Em 2020, Anna Winger ganhou destaque ao adaptar a autobiografia “Nada Ortodoxo”, de Deborah Feldman, em uma ótima minissérie homônima para a Netflix. A série trazia a luta de uma mulher por uma nova vida após abandonar o marido e a repressora comunidade hassídica, mas ela logo se percebia obrigada também a encarar seu passado. Winger agora volta com uma nova adaptação com personagens reais em “Transatlântico”, que adapta o livro “The Flight Portfolio”, de Julia Orringer (ainda inédito no Brasil), mais uma história de luta contra a opressão.
Em sete episódios de cerca de 50 minutos cada, “Transatlântico” acompanha o jornalista Varian Fry (Cory Michael Smith) e a milionária herdeira americana Mary Jane Gold (Gllian Jacobs) em suas lutas para ajudar artistas e escritores judeus a fugirem da França durante os dias que antecederam a total ocupação nazista. A série tem início em 1940, na portuária Marselha, ao sul da França, num período em que o país ainda não havia sido ocupado pelas tropas de Hitler e em que os EUA ainda se mantinham “neutros” diante de todas as atrocidades que vinham ocorrendo na Europa.
Neste cenário, Varian e Mary Jane decidem agir, criando um comitê de resgate de emergência, uma organização que usava uma rede de apoiadores - o histórico hotel Villa Air-Bel, falsificadores de documentos - e o dinheiro da família de Mary Jane para tirar da Europa o maior número possível de judeus. A minissérie traz alguns resgatados reais, como o filósofo Walter Benjamin (Moritz Bleitreu) e o escritor Walter Mehring (Jonas Nay), e também lida com as dificuldades da organização, que sofria com casos de corrupção, ganância e, principalmente, com o pouco interesse de alguns na vida desses judeus.
“Transatlântico” é visualmente impecável, com uma reconstrução de época eficiente e sempre dura. Marselha é mostrada ainda como uma cidade de dualidades; nos belos cafés, pessoas conversam normalmente com discursos antissemitistas enquanto centenas de refugiados são abandonados nas praias da região.

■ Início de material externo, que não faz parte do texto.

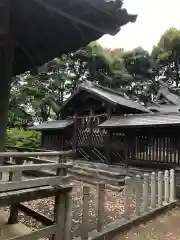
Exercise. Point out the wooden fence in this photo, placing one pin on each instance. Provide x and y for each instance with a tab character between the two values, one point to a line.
139	196
17	188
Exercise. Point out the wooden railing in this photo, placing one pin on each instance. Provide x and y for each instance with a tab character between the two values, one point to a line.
16	189
139	197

Tratando de temas difíceis e de um período de forte apelo dramático, “Transatlântico” até surpreende ao não partir diretamente para uma narrativa de melodrama do Holocausto. Anna Winger e Daniel Handler, cocriador da série, optam por um produto mais aventuresco e romantizado do que o tema sugere, o que funciona tanto como qualidade quanto como problema.
O problema não é transformar a história em entretenimento, pois o texto de “Transatlântico” é sempre respeitoso, dando o devido peso ao recorte, mas a perda de foco. A minissérie seria bem mais interessante, até como resgate histórico, se centrada em Varian Fry e Mary Jane Gold, e na luta deles pelo resgate de vítimas da invasão nazista, mas se perde quando parte para outros arcos como a relação de Mary Jane com o refugiado alemão vivido por Lucas Englander. Ainda assim, há boas histórias nos arcos secundários, como a do cônsul-geral americano em Marselha, Graham Patterson (Corey Stoll), que representa a isenção dos EUA, mas a impressão é de que há histórias muito mais interessantes a serem contadas.

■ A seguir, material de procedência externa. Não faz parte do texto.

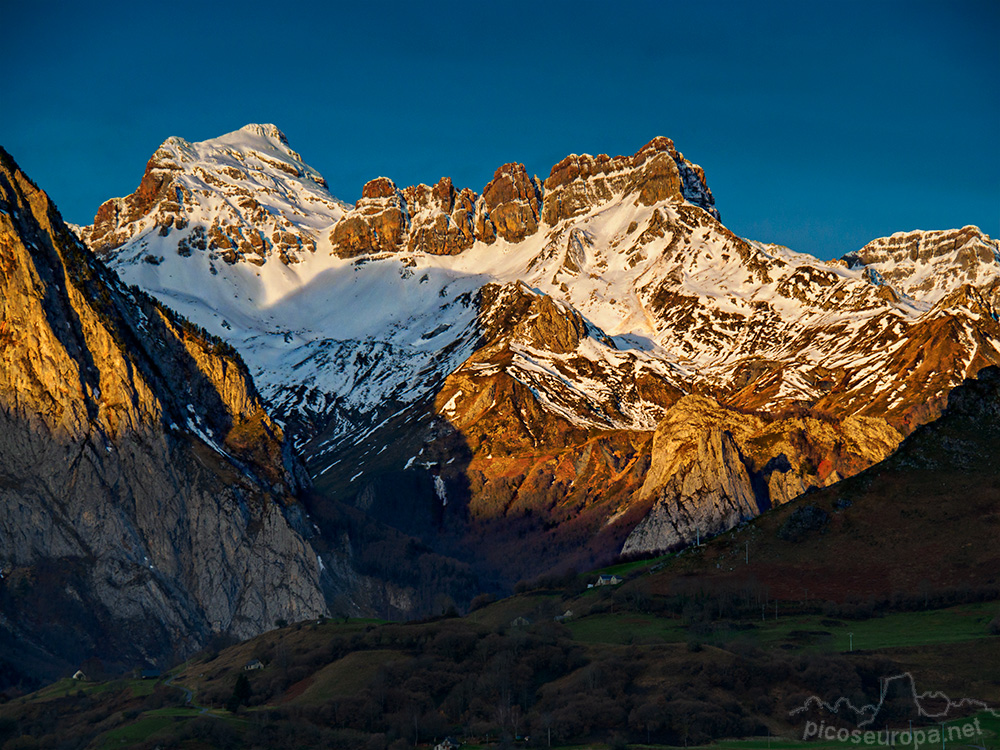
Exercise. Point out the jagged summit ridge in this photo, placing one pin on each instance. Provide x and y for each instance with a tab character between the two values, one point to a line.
143	487
538	315
931	265
245	196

Como uma aventura, “Transatlântico” se esforça para criar tensões a cada episódio, quase de maneira procedural, com arcos iniciados e encerrados dentro desses 50 minutos. Há muitas fugas, resgates e até alguns mini-roubos que oferecem uma dinâmica narrativa à minissérie, mas são todos breves demais para o impacto que pretendem. Isso também possibilita uma grande gama de coadjuvantes orbitando ao redor do núcleo principal, mas, novamente, tira o peso do que realmente importa na história.
É curioso que todos os “defeitos” citados não transformem “Transatlântico” em uma experiência ruim - na verdade, é como se quiséssemos que fosse melhor mesmo estando satisfeitos com o resultado. A minissérie tem ótimos momentos, principalmente quando se concentra no Villa Air-Bel e no que acontece lá dentro (o arco dos surrealistas, por exemplo), além, claro, de sua premissa.

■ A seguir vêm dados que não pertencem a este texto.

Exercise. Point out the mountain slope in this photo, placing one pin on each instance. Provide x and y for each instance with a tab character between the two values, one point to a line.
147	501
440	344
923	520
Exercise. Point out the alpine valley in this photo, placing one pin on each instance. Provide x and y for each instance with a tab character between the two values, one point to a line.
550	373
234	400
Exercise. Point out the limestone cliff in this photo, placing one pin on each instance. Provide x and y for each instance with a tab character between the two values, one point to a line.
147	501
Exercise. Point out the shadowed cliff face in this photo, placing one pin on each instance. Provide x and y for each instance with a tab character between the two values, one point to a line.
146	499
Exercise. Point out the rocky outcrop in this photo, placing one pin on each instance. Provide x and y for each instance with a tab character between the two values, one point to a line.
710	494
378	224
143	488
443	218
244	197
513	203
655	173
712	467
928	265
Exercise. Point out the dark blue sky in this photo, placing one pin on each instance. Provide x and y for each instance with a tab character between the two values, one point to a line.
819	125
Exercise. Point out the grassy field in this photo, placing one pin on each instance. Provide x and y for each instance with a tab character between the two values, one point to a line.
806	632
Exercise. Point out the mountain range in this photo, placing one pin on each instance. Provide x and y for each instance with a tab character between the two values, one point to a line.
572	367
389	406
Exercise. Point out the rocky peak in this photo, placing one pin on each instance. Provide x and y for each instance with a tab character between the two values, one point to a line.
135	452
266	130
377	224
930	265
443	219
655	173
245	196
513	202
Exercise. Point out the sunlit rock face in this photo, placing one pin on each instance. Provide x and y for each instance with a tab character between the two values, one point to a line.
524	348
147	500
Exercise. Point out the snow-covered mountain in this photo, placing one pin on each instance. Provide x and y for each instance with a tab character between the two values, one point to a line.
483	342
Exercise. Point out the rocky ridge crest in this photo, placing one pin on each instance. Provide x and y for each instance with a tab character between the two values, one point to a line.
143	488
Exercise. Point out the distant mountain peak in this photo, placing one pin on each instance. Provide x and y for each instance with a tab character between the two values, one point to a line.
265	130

Ao fim, deve-se dar méritos à série por recontar, mesmo que superficialmente, uma história essencial e que nunca deve cair no esquecimento - Fry e Gold são pouco reconhecidos por esses feitos. Como entretenimento, a minissérie da Netflix cumpre o que se propõe a fazer, mas o recorte histórico é tão interessante que leva o espectador a querer mais desenvolvimento dessas figuras ao invés de histórias paralelas.